Monday, 14 January 2013

Thought Picnic: Chance, stories, life and hope


Rivers flow where trains stop
Chance, some will say brought us together like a confluence of rivers that have trailed the geography of nature from source bringing life and wealth borne of banks, of depths, of creatures and of weathers long gone.
We were being smart taking the fast train to two stations north of where we were going to hop on the slower train back; a gain of almost 30 minutes but this night presented no such savings.
There were no trains in the sidings, after waiting a long while, I checked my Android and what should have been green for District Line trains had grey and a question mark, so I made for the ticket office where the disinterested lady flippantly said I need to get a bus without telling me where.
Irked and quite so
I loitered a bit outside the station, the usually present London Underground staff when there is a bus replacement were nowhere to be seen, this was looking like the typical London blunder-ground.
I was returning to the ticket office to tell the lady off when another lady, call her Jane asking if I was looking for the bus stop; she had obtained some information from the obstreperous ticket office about the fact that the District Line was not running from Upminster because of engineering works.
What was incredulous was knowing there was one service unavailable from a station she was manning she did not think it was helpful to announce that underground trains were not running because she worked just for C2C.
Lacking basic intuitiveness
Everyone and the village dolt knows passengers use and interchange between London Underground and C2C, we hear announcements at train stops telling us of services available, the tickets are accepted between these two companies.

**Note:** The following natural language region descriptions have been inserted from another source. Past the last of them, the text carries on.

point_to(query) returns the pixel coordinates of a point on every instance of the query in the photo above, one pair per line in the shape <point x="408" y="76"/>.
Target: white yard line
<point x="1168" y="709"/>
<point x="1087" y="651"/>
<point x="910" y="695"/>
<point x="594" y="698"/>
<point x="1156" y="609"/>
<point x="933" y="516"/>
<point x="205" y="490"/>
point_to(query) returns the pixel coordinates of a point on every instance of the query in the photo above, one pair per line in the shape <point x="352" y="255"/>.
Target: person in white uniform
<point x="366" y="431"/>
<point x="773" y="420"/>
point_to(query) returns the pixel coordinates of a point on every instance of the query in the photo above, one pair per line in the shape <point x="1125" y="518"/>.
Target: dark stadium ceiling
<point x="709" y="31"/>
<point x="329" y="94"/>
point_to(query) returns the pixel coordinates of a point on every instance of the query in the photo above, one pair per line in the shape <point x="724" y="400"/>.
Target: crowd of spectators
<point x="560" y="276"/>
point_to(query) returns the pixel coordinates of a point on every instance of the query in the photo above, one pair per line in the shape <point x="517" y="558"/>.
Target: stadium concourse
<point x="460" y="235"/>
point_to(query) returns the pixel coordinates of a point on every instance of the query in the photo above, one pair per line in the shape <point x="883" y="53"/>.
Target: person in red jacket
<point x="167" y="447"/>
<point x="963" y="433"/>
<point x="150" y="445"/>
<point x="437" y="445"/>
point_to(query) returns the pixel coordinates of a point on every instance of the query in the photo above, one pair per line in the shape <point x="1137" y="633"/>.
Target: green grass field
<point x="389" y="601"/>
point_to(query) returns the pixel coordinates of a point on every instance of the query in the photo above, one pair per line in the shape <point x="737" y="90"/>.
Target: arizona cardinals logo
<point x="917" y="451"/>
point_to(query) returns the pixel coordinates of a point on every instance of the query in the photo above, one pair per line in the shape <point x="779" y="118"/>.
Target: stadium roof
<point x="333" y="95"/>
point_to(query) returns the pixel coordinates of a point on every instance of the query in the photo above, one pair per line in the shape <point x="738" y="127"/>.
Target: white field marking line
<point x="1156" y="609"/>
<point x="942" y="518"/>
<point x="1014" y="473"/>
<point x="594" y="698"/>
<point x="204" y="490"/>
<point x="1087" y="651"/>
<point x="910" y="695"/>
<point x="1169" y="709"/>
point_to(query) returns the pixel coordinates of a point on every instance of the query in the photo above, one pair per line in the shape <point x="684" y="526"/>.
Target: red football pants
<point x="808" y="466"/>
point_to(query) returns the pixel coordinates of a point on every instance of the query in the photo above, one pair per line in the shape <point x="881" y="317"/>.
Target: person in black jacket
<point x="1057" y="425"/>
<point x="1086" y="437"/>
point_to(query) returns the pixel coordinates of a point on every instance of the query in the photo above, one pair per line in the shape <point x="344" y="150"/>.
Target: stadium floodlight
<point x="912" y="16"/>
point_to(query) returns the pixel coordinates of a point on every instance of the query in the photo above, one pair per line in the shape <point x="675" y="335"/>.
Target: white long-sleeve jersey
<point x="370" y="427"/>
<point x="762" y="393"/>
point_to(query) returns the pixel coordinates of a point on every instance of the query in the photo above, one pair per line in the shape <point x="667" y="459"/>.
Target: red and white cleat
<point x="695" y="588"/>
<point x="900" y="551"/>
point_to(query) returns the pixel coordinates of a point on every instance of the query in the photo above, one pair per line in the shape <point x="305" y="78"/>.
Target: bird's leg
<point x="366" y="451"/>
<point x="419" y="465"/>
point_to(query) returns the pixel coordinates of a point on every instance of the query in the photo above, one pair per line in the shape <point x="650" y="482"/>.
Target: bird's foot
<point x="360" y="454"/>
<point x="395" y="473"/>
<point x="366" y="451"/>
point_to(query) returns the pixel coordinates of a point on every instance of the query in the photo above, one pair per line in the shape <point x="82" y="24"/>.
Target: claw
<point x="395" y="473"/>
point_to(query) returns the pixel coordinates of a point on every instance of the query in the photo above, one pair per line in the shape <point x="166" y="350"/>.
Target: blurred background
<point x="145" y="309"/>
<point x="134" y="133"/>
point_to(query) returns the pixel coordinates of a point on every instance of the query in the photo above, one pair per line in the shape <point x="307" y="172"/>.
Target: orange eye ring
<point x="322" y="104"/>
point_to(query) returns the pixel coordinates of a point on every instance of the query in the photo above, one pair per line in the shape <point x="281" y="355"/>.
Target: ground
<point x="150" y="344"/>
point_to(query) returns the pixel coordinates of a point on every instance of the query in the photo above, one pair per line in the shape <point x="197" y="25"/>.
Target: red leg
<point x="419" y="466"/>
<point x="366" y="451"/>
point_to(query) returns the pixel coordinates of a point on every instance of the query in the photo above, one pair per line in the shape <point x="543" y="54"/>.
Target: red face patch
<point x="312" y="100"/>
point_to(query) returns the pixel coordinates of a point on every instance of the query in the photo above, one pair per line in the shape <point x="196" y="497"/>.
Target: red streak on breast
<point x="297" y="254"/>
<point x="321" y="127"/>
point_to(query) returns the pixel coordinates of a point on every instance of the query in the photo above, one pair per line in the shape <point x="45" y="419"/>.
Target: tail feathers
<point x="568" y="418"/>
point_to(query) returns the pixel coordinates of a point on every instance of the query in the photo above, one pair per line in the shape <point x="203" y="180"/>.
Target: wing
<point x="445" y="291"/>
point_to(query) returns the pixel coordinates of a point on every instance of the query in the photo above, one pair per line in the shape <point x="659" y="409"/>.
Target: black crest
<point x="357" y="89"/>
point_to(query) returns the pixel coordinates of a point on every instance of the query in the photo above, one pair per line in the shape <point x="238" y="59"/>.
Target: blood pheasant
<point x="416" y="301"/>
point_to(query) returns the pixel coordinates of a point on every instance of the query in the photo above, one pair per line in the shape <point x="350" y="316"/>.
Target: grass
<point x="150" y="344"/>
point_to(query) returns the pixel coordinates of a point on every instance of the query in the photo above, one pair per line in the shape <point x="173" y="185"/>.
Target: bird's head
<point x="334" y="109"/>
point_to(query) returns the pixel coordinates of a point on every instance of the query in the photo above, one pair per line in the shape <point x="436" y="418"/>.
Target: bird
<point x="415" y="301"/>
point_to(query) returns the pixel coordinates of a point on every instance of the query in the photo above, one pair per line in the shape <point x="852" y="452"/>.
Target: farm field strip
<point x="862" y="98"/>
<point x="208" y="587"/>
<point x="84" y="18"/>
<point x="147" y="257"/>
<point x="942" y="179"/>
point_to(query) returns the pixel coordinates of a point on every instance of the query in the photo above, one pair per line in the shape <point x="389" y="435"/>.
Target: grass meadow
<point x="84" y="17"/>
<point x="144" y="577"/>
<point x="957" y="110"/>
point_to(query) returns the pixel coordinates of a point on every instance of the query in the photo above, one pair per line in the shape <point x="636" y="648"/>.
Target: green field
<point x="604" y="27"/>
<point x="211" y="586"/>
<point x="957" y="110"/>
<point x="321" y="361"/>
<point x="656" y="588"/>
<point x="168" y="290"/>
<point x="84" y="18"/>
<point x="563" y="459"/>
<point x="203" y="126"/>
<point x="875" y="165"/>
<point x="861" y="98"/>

As far as customers are concerned we just want to get to our destinations, safely, comfortably and be treated with an element of consideration.
Such staff are a nightmare for any public service company, they have the wrong attitude, project the wrong image and give the company a rather bad name just from being unnecessarily obnoxious.
O Jane
So, Jane and I made for the bus stop and got talking, the best thing that had happened in her long and stressful day was the bus arrived as we got to the stop.

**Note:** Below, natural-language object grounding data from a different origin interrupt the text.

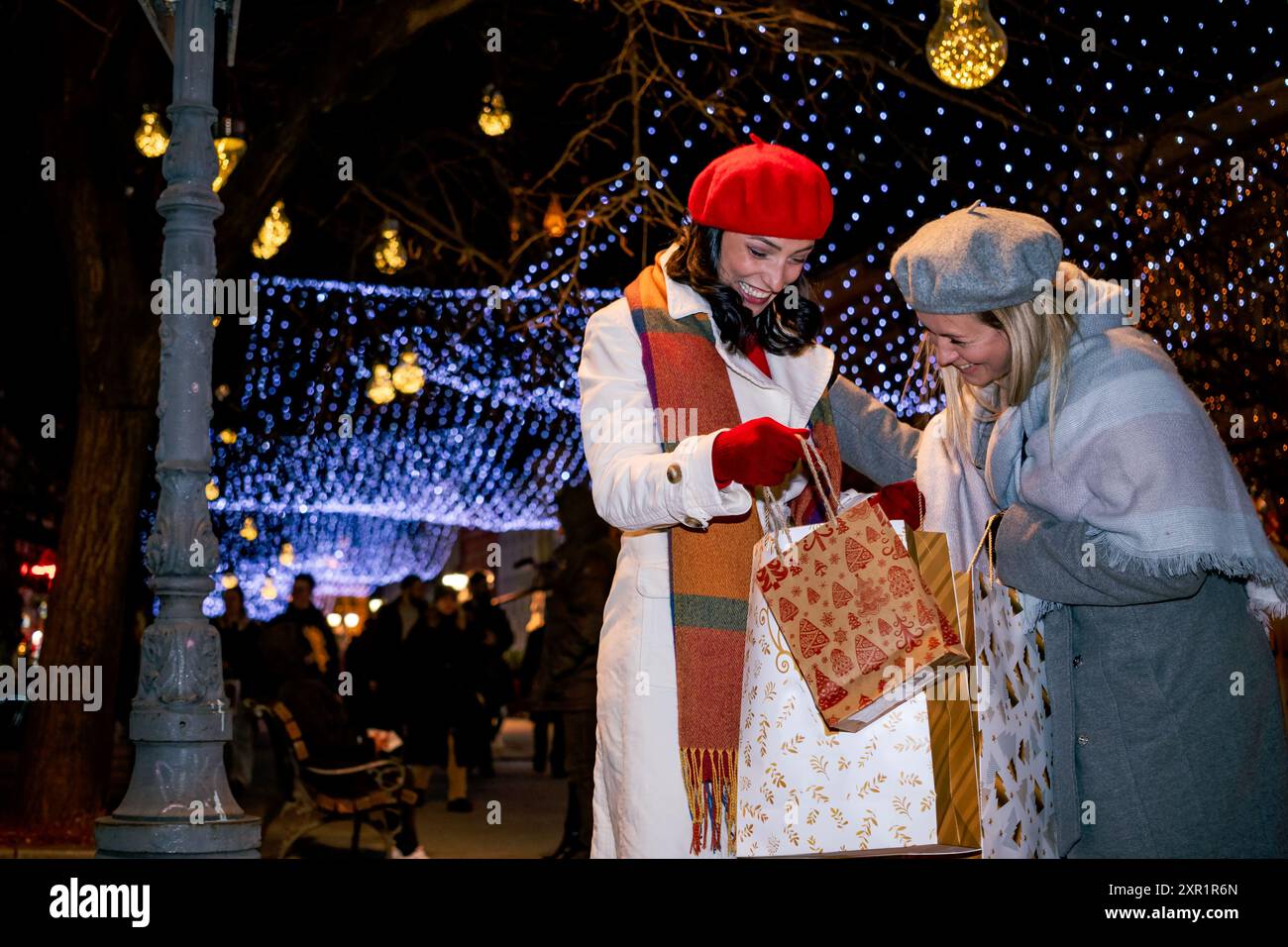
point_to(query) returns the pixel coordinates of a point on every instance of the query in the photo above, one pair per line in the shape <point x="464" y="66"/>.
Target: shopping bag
<point x="863" y="626"/>
<point x="1017" y="801"/>
<point x="906" y="784"/>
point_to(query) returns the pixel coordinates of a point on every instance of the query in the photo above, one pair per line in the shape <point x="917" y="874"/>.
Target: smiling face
<point x="758" y="268"/>
<point x="978" y="351"/>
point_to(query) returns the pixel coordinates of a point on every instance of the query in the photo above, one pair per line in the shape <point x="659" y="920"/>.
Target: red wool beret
<point x="763" y="189"/>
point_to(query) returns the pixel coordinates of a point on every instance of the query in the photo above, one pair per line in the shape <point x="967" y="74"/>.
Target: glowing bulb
<point x="390" y="254"/>
<point x="408" y="377"/>
<point x="966" y="47"/>
<point x="150" y="138"/>
<point x="381" y="389"/>
<point x="228" y="149"/>
<point x="273" y="234"/>
<point x="494" y="118"/>
<point x="555" y="223"/>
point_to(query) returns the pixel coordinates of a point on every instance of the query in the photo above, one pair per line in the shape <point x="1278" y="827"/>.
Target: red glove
<point x="759" y="453"/>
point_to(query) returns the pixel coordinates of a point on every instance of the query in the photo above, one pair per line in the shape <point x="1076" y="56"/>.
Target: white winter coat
<point x="640" y="808"/>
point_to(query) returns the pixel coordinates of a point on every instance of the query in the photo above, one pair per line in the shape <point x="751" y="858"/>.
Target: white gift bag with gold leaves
<point x="1014" y="761"/>
<point x="805" y="789"/>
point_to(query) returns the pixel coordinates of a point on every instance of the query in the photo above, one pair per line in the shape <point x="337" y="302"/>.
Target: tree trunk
<point x="65" y="753"/>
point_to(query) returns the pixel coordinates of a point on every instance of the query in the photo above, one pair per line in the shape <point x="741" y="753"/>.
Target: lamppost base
<point x="121" y="838"/>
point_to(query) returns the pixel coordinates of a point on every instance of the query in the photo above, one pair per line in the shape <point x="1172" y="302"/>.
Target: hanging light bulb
<point x="494" y="119"/>
<point x="381" y="389"/>
<point x="390" y="254"/>
<point x="273" y="232"/>
<point x="228" y="147"/>
<point x="150" y="138"/>
<point x="966" y="47"/>
<point x="555" y="223"/>
<point x="408" y="377"/>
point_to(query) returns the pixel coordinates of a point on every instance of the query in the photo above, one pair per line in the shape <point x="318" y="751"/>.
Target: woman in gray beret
<point x="1119" y="515"/>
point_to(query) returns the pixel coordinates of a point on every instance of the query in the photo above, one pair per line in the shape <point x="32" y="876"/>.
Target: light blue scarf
<point x="1134" y="457"/>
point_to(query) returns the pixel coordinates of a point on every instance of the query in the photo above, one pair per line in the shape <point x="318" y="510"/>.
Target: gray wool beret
<point x="977" y="260"/>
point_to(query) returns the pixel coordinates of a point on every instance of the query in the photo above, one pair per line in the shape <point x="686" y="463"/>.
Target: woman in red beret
<point x="695" y="386"/>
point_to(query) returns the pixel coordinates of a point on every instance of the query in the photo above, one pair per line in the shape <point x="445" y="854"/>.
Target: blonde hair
<point x="1038" y="341"/>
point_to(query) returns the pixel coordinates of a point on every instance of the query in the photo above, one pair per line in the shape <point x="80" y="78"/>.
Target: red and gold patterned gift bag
<point x="866" y="630"/>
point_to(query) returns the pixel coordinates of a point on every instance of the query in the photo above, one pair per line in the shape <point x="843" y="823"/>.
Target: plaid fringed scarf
<point x="711" y="570"/>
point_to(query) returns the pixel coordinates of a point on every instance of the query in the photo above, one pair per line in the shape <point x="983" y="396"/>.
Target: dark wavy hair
<point x="777" y="329"/>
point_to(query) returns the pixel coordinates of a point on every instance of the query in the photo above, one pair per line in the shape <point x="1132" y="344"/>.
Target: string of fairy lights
<point x="1141" y="147"/>
<point x="326" y="464"/>
<point x="1106" y="176"/>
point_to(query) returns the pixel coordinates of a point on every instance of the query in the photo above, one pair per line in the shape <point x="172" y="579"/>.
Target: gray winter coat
<point x="1167" y="736"/>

We got on the bus and sat together, she had a story, 2012 was annus horribilis for her, a marriage of 20 years that broke up, a mental breakdown and debts piling up like insurmountable mountains, it was woe upon woe, she has lost her ability to smile, talk less of laugh – what sadness.
We all have stories and I am alive today with gratitude and with lessons, coming from the depths of despair that has had losses, not as great as many have had but enough to give perspective on live, hope and seeing beyond our dark clouds.
My ordinary story
When I told her where I had been, jobs, cancer, debts, foreclosure, new job and amazing adventure ahead, I hoped that at least she had learnt one thing, the resilience of the human spirit that faces desperate adversity and comes through it given the great gift of a story that it is never over until you draw your last breath, but as long as you are living, there is much to hope for and whatever you might have been through, you are neither alone nor unique, just human.
You may not know where to get determination from and sometimes you might think you have no strength to see the day through but think about your story, how you want to tell it or have it told about you.
Work for your story
With gratitude to God, to friends, to compassionate strangers, helping hands from far and near, not to forget the miracle of medicine, I still have a story, one I do hope can encourage, inspire and kindle hope.
She smiled, we wished each other well, I hugged her and said, she should begin to think of how she wants to tell her story.
A chance encounter, it was, but one necessary to reaffirm the fact that I have been more than fortunate and one to say people have walked through the valley of shadow of death and come to rolling hills of lavender, a spring in their step, the sun shining at its most radiant, caring for nothing more than the joy of living.